Le Canadien, une équipe « à prendre au sérieux »

Jonathan Drouin, à gauche, et Nick Suzuki qui célèbrent le but de Drouin contre les Canucks de Vancouver lors de la troisième période d'un match de la LNH à Vancouver, samedi dernier.
Photo: Darryl Dyck La Presse canadienne Jonathan Drouin, à gauche, et Nick Suzuki qui célèbrent le but de Drouin contre les Canucks de Vancouver lors de la troisième période d'un match de la LNH à Vancouver, samedi dernier.

Le Canadien de Montréal a conclu le premier segment de sa saison en tête du classement général de la LNH, et avec neuf buts de plus au compteur que son plus proche poursuivant à ce chapitre.

Le directeur général, Marc Bergevin, avait affirmé au début du camp que les attentes étaient élevées pour son équipe cette saison. On peut deviner qu’elle répond à ses attentes jusqu’ici.

Le Tricolore a conclu son voyage de six matchs pour commencer la campagne avec un dossier de 4-0-2. Il semble en voie de devenir l’équipe à battre dans la section Nord.

« On a pu le voir au cours du camp et des six premiers matchs, tout le monde est ici pour gagner. Nous sommes à prendre au sérieux, a affirmé le vétéran Corey Perry après la victoire de 5-2 du Canadien contre les Canucks de Vancouver, samedi soir. Nous avons fait un pas dans la bonne direction au cours de ce voyage et nous espérons continuer sur cette lancée. »

Avec l’arrivée des attaquants Tyler Toffoli, Josh Anderson, Michael Frolik et Perry, des défenseurs Joel Edmundson et Alexander Romanov, ainsi que du gardien Jake Allen, le Canadien semblait pouvoir compter sur beaucoup de profondeur et d’équilibre dans sa formation.

Succès réparti

Après six matchs, 16 des 19 joueurs qui ont disputé au moins un match ont un but ou plus à leur fiche.

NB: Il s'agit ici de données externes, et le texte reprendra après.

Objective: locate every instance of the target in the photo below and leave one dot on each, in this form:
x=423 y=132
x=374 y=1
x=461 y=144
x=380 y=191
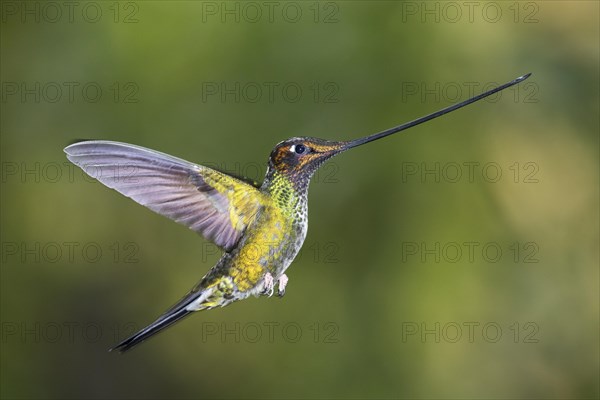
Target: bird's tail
x=151 y=330
x=179 y=311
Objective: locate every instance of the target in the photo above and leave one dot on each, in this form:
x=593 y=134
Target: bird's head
x=298 y=158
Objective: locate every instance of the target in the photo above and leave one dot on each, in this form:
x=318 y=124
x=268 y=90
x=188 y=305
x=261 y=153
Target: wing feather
x=214 y=204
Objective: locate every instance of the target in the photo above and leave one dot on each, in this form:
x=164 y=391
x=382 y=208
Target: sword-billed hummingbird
x=260 y=228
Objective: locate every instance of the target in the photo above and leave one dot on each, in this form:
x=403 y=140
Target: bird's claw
x=283 y=279
x=268 y=285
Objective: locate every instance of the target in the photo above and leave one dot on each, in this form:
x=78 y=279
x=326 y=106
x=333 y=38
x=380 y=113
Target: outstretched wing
x=214 y=204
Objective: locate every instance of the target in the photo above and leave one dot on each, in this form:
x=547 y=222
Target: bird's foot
x=268 y=285
x=283 y=279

Le défenseur Brett Kulak et les attaquants Phillip Danault et Paul Byron sont les seuls à ne pas avoir encore touché la cible. Devant le filet, Allen a aidé le Canadien à l’emporter lors de chacun de ses deux départs.

« Tous les trios peuvent marquer. Quand vous embarquez sur la patinoire, vous n’avez pas à vous préoccuper d’obtenir des points. Vous voulez aider l’équipe à gagner et, si les points viennent, tant mieux », a dit l’attaquant Jonathan Drouin, qui a un but et cinq aides à sa fiche.

La profondeur se reflète aussi dans l’utilisation des joueurs. Après six matchs, il n’y a que 5 minutes 40 secondes d’écart entre la moyenne de temps de jeu de l’attaquant le plus utilisé (Nick Suzuki à 17:33) et l’attaquant le moins utilisé (Paul Byron à 11:53). De plus, la moyenne de Byron a été altérée par le fait qu’il a quitté le match de jeudi face aux Canucks en troisième période en raison d’une blessure à un pied.

Du côté des Maple Leafs de Toronto, par exemple, Mitchell Marner (24 : 25) et Auston Matthews (23:24) ont été employés en moyenne beaucoup plus que tous les autres attaquants. Zach Hyman est troisième en ce qui a trait au temps de jeu chez les Leafs à 19:37.

« Nous avons confiance, peu importe quel trio est sur la glace et peu importe la situation, a déclaré Drouin. Ça nous permet de conserver notre énergie. [...] Nous avons un calendrier condensé. C’est donc positif d’avoir cet avantage-là, de ne pas avoir à employer nos meilleurs joueurs pendant 22 minutes. Tout le monde est dans le même éventail de temps de jeu, et c’est vraiment utile. »

Malgré ce temps de jeu équilibré, le défenseur Joel Edmundson a admis que les joueurs du Tricolore étaient heureux de rentrer à Montréal et de pouvoir reprendre un peu leur souffle, après avoir disputé 6 matchs en 11 jours.

Le Canadien reprendra l’entraînement mardi, avant d’accueillir les Flames de Calgary jeudi.

Le Centre Bell aurait probablement été électrisant en raison de ce début de saison porteur d’espoir. Les nouveaux membres de l’équipe devront attendre avant de découvrir ces sensations.